I do not usually attach much importance to the opinion of Wall Street, brokerage firms and analysts about how a particular stock should be traded. This position is necessary when you consider the widely divergent views that analysts usually hold and the difficulties that surrounds the process of obtaining a consensus. Nonetheless, analysts’ upgrades and downgrades when examined in view of fundamentals can provide valuable insight into the direction of a stock.
China Mobile Ltd. (ADR) (NYSE:CHL) is a stock in the limelight because of a recent upgrade from a major brokerage firm. China Mobile with its market cap of $202.30 billion is an investment holding company. The company and its subsidiaries provide mobile telecommunications and related services in 31 provinces, autonomous regions and directly-administered municipalities in Mainland China and Hong Kong.

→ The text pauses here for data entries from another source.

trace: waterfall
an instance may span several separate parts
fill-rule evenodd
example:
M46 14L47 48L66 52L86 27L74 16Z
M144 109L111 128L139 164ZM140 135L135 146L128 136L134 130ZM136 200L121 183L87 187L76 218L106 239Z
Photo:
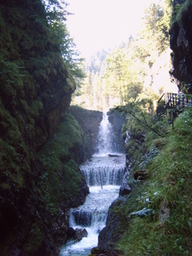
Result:
M103 113L102 120L99 126L96 155L107 155L108 154L113 152L112 137L112 125L108 121L107 113Z
M79 242L69 241L61 249L60 256L87 256L90 253L91 248L97 246L99 232L105 227L108 207L119 196L125 169L125 155L108 155L113 152L112 131L108 116L103 113L97 153L80 166L90 194L84 205L70 210L69 225L73 229L85 228L88 237Z

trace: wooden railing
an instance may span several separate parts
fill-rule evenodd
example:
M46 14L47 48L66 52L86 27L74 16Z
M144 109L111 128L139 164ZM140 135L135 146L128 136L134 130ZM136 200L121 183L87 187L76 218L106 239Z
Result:
M170 108L184 108L186 106L192 106L192 96L180 93L165 92L158 102L160 100L164 100L166 107Z

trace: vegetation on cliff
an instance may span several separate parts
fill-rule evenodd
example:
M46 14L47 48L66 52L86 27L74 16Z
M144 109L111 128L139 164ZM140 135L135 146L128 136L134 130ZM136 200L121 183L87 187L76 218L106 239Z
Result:
M82 95L73 97L73 103L102 110L126 104L138 96L160 97L166 87L166 79L170 80L168 49L172 9L170 0L151 3L138 34L131 36L128 42L109 52L102 50L92 55L87 61L87 77L80 88ZM166 63L165 60L161 61L165 55ZM166 68L166 73L160 76ZM156 79L159 83L155 84L157 73L160 73ZM166 90L170 89L166 87Z
M181 79L179 89L191 92L191 1L174 3L172 73ZM192 107L176 108L173 120L172 110L157 116L151 103L148 97L118 107L127 115L122 131L131 192L109 209L111 239L106 233L101 239L119 255L191 255Z
M176 119L173 130L168 122L160 122L166 131L163 137L138 126L136 119L128 121L128 152L133 160L128 183L133 190L124 207L119 203L113 210L121 216L119 229L124 230L117 247L125 255L192 253L191 118L189 107ZM147 172L144 180L133 178L138 170ZM152 209L152 214L143 218L131 214L143 208Z
M0 1L3 255L57 255L68 209L89 193L78 167L87 138L67 114L84 74L58 3Z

On Monday, Goldman Sachs upgraded China Mobile from a “Neutral” rating to a “Conviction Buy” rating. In addition to the upgrade, Goldman Sachs has a price target of $61 on the stock. The upgrade and new price target shows that the stock has a 21.9% upside on the $50.02 opening price on Monday. The new price target is also 12.94% higher than the consensus target price of $54.01. Shares of China Mobile gained almost 2% following the news of the upgrade but the stock is currently tanking 0.42%.

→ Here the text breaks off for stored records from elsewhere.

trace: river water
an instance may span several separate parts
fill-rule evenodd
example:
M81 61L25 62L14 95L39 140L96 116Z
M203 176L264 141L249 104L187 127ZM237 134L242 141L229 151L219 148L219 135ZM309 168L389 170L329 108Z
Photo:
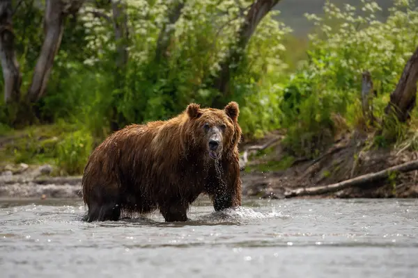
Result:
M418 200L246 199L186 223L86 223L79 199L0 201L1 277L414 277Z

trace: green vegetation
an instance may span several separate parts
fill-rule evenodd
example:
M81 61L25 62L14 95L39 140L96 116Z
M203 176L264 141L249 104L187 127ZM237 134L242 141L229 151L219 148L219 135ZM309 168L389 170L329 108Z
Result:
M22 94L41 49L44 16L29 5L32 1L24 2L13 16ZM77 17L66 18L45 97L36 104L36 122L13 129L18 109L1 102L1 160L49 162L59 165L61 174L80 174L93 148L112 126L168 119L189 102L210 106L217 97L218 108L232 99L240 104L240 123L247 138L286 131L288 156L258 170L283 169L294 157L314 157L332 142L341 128L336 117L348 129L363 122L364 70L370 72L377 91L375 116L382 118L418 45L418 8L412 1L396 1L385 22L376 19L380 8L374 1L364 1L357 10L327 2L321 17L307 15L316 27L308 42L293 37L291 29L274 19L278 12L270 11L242 58L231 65L226 93L219 94L210 86L211 78L235 45L240 13L252 2L185 1L162 54L159 36L169 30L167 15L174 5L169 2L127 1L129 36L120 41L114 39L111 8L105 4L96 7L101 17L85 7ZM128 54L125 62L121 45ZM376 145L418 147L417 116L414 112L410 124L393 124L390 132L376 137Z

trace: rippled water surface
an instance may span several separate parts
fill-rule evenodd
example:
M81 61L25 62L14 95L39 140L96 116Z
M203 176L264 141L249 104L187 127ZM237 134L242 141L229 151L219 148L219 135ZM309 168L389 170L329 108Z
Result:
M246 200L182 224L86 223L80 200L0 202L1 277L413 277L418 200Z

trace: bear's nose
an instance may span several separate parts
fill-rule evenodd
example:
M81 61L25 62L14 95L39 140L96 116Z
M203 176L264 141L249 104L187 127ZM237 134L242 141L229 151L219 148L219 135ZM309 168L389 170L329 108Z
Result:
M216 149L217 149L219 145L219 141L217 140L211 140L209 141L209 149L210 149L212 151L215 151Z

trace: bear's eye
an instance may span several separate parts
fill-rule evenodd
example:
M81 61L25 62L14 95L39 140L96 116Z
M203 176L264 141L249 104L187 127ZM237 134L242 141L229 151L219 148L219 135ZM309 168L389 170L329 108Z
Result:
M208 130L209 130L209 124L206 123L203 124L203 129L205 129L205 131L208 131Z

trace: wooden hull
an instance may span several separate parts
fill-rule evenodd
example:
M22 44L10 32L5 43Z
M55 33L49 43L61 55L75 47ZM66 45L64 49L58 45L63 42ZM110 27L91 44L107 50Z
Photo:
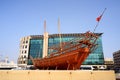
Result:
M33 64L38 69L75 70L80 68L89 53L88 48L79 48L50 58L33 59Z

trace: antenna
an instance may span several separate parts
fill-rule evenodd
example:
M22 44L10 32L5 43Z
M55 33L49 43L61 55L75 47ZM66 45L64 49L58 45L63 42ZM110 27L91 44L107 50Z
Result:
M95 25L95 28L94 28L94 30L93 30L93 33L95 32L96 28L98 27L99 22L100 22L100 20L101 20L101 18L102 18L102 16L103 16L103 14L105 13L106 9L107 9L107 8L105 8L104 11L102 12L102 14L101 14L99 17L96 18L97 24Z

According to analyst Donald Lu, the upgrade is a function of four catalysts that will position China Mobile for growth in the next 12 months. The analysts:
- Expect rapid LTE adoption when the floor price of LTE smartphone reaches US$100 in 2H14.
- Forecast CM’s ARPU (ex-VAT tax reform) to stabilize or improve slightly yoy in late 2014 or early 2015.
- Expect the potential strong replacement demand for iPhone 6 to support LTE ARPU and help CM to gain market share.
- The potential commercial launch of VoLTE should further strengthen CM’s competitive stance, in our view.”
A Personal Take
The four potential catalysts for growth expounded by the analysts are quality drivers for growth. Nonetheless, I know a unique catalyst that could generate growth for China Mobile.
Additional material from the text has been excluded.